The taxi drivers are to be given a greater piece of visitor business as a matter of priority, Symmonds told the House of Assembly during the start of debate on the 2019-2020 Estimates of Revenue and Expenditure this morning.
He revealed that the 255 taxi operators at the Bridgetown Port were getting only five per cent of the business of transporting visitors around Barbados, insisting that the situation was an injustice to democracy.
He sought to make it clear he was not interested in taking away business from any one segment of the transportat market, but rather in enlarging the pie.
“I am interested in having a greater access to opportunity for the persons who are driving taxis for a living,” Symmonds said, adding that he has already met with the taxi operators at the two ports of entry on the way forward.
“Philosophically, that does not sit well with me and I think we do the country and the image of that thing we call democracy, and economic democracy is at the forefront of my thoughts on this matter, we do it a tremendous injustice if we allow that to continue,” the minister warned.
Symmonds said: “There is now a project proposal to be rolled out during this winter season 2019-20 and that will be to see the Bridgetown Port Cooperative Taxis branded. First step. It will allow for them to offer intimate and smaller personalized tours.”
The minister disclosed that four activities are to be examined: eco-adventures such as the Graeme Hall Nature Sanctuary, a tour of Historic Bridgetown, beach activities and heritage tourism.
“All of these are areas which we are in a position to flesh out greater product development and have greater activity,” Symmonds told legislators. “But we have to have a transportation sector that is branded so that it can function as a cooperative distinctly; that is be-spoke in nature so that you can have customed-designed tours and for the first time ever, we have to connect these people to cruise ships.”
Symmonds said Government was helping the taxi operators to be able to attend trade shows and acquire insurance cover, noting that the insurance requirements for the cruise industry are phenomenal.
“The board of the Bridgetown Port has now agreed [that] they will assist the taxi coop when once up and functioning with its first year of financial commitment for insurances that you don’t have to have individual taxi men looking for find ($120,000-$140,000) in order to get the insurance necessary,” he revealed.

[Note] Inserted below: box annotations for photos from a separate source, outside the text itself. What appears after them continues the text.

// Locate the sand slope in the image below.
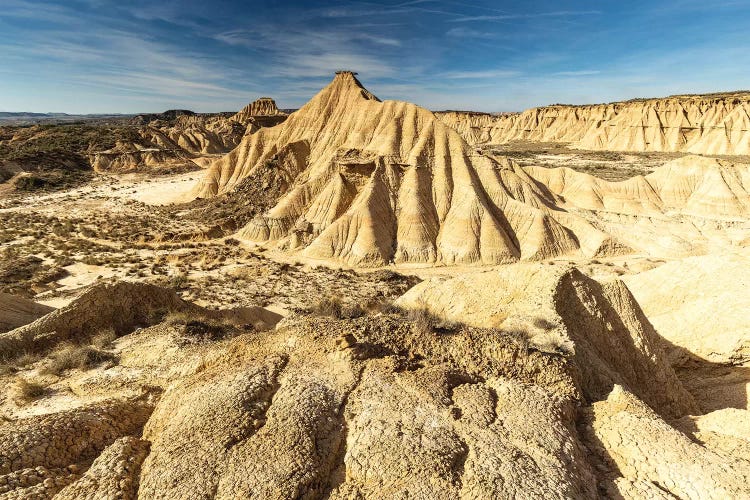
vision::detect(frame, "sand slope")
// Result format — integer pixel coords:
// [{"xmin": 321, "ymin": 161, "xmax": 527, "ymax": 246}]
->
[
  {"xmin": 525, "ymin": 155, "xmax": 750, "ymax": 220},
  {"xmin": 195, "ymin": 72, "xmax": 619, "ymax": 265},
  {"xmin": 438, "ymin": 94, "xmax": 750, "ymax": 155}
]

The Minister of Tourism said the service which the taxis offer must also be promoted and sold.
He said: “We can do this via use of modern technology, for example apps on cellphones, so that as soon as you come into Barbados, you can get a range… a menu of the things that Barbados is offering; you are not reliant on any middle man; you can find your way to the attraction that suits you, [that] fits you personal interest in a better way and you have a five or six-seater able to offer you a different type of experience that does not right now quite frankly, have access to the market in the same way.”
The Minister argued that one of the main solutions to their problems was getting more visitors who spend more.
He revealed the findings of a recent report by the Business Economic Research Advisors of the Florida Caribbean Cruise Association on tourist spend.
The Minister told the House of Assembly: “The average spend for transit passengers for Barbados in 2014 was $75.85. In 2018 it dropped to $64.05 as average spend. This is now the statistical data that is making it patently clear to us that we are failing ourselves. We can correct that problem I believe, by more deeply involving those persons who are taxi operators at the Bridgetown Port.”